Je lui fit remarquer que
quand pour la énième fois on souffre en amour comme d'innombrables
autres personnes c'est une phénomène de société. Que la constante
de nos malheurs ici c'est nous-mêmes. Il est inutile et faux de
passer son temps à juste incriminer la responsabilité supposée des
autres. Il faut considérer d'un regard critique son propre
comportement, sa façon de penser. Changer sa manière de faire pour
éviter la répétition des déceptions.
Mon amie en souffrance,
entendant mes propos, me déclara ne pas souhaiter modifier sa
démarche habituelle et pourtant inlassablement décevante. Elle
comptait en dépit de toutes ses déceptions finir par rencontrer
« la bonne personne » qui existe forcément quelque
part... La logique, la raison, elle n'en avait visiblement que faire.

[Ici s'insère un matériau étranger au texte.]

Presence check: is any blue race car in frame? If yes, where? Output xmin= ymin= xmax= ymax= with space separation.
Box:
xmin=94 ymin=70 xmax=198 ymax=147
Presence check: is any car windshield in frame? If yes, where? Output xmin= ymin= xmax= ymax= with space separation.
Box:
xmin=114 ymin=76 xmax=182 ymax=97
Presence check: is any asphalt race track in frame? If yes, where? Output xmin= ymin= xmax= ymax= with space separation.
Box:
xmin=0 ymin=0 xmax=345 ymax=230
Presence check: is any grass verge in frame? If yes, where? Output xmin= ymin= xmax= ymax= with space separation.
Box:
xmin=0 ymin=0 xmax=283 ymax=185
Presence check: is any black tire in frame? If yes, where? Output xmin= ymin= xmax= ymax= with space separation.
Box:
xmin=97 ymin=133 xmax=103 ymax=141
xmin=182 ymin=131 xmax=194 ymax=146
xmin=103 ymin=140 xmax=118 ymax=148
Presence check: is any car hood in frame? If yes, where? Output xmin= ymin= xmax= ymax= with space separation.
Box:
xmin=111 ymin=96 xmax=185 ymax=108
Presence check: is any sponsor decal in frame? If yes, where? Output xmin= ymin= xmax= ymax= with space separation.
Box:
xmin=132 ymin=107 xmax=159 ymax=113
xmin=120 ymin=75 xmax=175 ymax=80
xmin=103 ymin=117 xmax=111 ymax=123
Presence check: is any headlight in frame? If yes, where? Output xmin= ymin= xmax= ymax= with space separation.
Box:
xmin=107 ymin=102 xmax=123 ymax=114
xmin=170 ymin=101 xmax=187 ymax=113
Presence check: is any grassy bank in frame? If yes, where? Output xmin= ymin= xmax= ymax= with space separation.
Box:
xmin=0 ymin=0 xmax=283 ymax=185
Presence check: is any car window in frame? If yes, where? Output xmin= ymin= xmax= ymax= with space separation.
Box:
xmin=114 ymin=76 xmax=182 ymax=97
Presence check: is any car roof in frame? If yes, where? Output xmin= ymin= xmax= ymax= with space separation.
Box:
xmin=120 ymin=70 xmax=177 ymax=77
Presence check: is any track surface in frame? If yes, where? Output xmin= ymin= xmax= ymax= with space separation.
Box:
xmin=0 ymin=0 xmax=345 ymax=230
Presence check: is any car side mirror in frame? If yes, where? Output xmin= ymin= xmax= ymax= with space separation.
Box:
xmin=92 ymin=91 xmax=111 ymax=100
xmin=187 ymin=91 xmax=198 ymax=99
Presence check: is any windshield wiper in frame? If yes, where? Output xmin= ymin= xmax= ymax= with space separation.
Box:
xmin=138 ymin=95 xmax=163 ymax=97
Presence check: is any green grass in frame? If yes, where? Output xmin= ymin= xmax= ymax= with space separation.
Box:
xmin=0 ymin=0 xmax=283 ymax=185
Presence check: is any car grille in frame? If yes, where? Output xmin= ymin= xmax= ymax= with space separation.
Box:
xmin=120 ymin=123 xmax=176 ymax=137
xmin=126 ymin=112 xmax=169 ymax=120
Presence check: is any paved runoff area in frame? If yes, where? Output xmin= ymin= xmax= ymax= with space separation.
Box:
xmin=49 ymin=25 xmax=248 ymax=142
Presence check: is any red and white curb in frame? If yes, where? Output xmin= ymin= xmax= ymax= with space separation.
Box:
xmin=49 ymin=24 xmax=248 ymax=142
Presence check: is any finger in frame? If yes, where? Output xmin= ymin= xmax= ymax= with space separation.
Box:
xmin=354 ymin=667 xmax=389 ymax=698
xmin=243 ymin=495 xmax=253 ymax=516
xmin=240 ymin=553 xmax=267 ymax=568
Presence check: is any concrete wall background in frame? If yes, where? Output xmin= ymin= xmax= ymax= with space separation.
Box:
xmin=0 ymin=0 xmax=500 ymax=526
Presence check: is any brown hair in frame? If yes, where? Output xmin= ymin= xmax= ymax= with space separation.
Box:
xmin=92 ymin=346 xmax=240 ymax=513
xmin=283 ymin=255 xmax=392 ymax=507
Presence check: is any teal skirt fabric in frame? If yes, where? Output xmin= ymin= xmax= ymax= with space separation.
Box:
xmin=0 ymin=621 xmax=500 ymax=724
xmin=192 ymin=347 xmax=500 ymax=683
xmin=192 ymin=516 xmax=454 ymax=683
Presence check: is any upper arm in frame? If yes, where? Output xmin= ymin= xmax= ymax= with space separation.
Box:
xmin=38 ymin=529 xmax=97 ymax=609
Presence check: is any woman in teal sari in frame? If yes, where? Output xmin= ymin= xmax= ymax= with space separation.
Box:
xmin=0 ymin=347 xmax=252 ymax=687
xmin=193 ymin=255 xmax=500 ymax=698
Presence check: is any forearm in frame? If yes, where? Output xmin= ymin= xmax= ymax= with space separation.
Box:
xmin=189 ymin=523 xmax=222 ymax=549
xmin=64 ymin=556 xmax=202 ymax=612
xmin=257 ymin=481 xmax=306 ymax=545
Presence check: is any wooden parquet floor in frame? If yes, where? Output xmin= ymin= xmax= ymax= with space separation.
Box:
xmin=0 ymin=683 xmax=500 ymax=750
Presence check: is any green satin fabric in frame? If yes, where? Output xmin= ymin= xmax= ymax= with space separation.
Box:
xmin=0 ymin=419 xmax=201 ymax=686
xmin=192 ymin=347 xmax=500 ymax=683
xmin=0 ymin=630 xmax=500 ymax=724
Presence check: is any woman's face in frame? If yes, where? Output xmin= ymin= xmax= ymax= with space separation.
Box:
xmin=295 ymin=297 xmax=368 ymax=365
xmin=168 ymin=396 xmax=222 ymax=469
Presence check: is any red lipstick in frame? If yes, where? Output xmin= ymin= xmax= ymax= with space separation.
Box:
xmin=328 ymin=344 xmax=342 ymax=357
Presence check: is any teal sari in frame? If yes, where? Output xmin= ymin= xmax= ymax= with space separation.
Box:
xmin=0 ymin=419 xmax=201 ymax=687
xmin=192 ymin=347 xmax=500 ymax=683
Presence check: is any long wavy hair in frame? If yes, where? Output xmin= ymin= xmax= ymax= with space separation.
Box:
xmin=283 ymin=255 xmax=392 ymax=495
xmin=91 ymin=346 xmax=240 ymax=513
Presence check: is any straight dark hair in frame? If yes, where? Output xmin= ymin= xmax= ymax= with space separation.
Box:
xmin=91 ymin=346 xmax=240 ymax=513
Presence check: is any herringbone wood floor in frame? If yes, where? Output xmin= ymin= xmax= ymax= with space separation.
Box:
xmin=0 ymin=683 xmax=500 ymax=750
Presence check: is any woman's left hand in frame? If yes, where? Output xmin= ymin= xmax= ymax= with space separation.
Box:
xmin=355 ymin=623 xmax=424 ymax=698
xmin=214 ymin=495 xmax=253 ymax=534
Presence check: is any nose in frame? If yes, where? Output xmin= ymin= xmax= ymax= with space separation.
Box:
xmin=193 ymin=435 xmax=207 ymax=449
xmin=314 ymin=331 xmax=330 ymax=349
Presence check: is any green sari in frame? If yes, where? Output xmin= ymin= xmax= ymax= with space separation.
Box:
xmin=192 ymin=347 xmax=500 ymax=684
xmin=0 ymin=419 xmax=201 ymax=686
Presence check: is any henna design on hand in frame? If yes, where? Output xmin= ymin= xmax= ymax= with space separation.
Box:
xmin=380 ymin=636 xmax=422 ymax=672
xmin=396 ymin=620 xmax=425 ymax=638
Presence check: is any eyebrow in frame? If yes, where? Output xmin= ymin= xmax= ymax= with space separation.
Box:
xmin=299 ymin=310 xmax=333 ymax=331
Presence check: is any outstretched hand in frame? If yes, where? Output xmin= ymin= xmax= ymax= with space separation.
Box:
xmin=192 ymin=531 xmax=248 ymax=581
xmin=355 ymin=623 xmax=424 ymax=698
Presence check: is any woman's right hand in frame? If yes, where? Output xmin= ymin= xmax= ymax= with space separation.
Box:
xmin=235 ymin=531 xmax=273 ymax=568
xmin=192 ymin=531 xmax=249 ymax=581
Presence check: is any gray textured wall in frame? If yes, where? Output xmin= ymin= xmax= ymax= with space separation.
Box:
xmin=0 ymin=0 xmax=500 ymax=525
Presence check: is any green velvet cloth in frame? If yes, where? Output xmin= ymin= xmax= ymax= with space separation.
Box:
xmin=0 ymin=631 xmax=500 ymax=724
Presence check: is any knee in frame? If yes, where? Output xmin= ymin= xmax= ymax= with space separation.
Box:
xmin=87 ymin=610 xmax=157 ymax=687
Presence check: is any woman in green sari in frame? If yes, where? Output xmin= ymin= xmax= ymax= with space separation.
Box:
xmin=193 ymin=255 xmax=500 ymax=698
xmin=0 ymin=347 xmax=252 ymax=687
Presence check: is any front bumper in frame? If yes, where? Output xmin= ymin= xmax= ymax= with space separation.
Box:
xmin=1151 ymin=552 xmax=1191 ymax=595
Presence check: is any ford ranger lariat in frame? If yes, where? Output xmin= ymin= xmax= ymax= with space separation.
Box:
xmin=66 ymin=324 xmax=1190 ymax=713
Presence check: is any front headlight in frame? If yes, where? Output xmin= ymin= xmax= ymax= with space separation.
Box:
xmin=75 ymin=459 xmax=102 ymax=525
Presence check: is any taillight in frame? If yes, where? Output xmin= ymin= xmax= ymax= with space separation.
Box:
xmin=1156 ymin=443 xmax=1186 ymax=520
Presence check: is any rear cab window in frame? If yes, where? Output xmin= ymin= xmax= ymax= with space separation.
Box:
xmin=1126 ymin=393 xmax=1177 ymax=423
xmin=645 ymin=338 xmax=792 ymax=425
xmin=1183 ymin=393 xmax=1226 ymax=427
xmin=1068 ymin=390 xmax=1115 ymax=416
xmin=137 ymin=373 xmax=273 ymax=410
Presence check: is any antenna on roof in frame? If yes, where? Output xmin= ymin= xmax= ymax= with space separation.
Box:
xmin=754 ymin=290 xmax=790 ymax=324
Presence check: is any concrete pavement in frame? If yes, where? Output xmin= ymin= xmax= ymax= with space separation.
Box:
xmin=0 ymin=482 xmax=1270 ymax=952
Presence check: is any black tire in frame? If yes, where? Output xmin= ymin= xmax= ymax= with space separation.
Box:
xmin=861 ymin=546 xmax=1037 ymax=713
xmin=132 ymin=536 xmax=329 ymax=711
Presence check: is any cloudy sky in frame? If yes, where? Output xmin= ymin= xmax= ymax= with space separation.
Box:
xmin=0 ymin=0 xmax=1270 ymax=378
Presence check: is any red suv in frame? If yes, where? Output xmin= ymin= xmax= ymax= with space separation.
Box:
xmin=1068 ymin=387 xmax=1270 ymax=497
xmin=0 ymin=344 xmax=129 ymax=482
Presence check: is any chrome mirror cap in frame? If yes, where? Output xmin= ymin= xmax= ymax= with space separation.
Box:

Elle avait besoin de croire : le prochain, un autre, un jour, sera le
bon. Comme on dit : « un jour, mon prince viendra... »
Au bout du compte c'est
moi qui à ses yeux devenait suspect. Personne n'a le droit de
remettre en question la jolie fable du prince charmant ou de la
princesse charmante. Et tant pis si cette quête absurde conduit
chaque année des dizaines de milliers de jeunes gens et jeunes
filles au désespoir, à la dépression, au suicide. Le besoin de
croire prime la raison. Aux yeux de la personne concernée et
consternée, l'évidence s'efface et le rêve remplace la réalité.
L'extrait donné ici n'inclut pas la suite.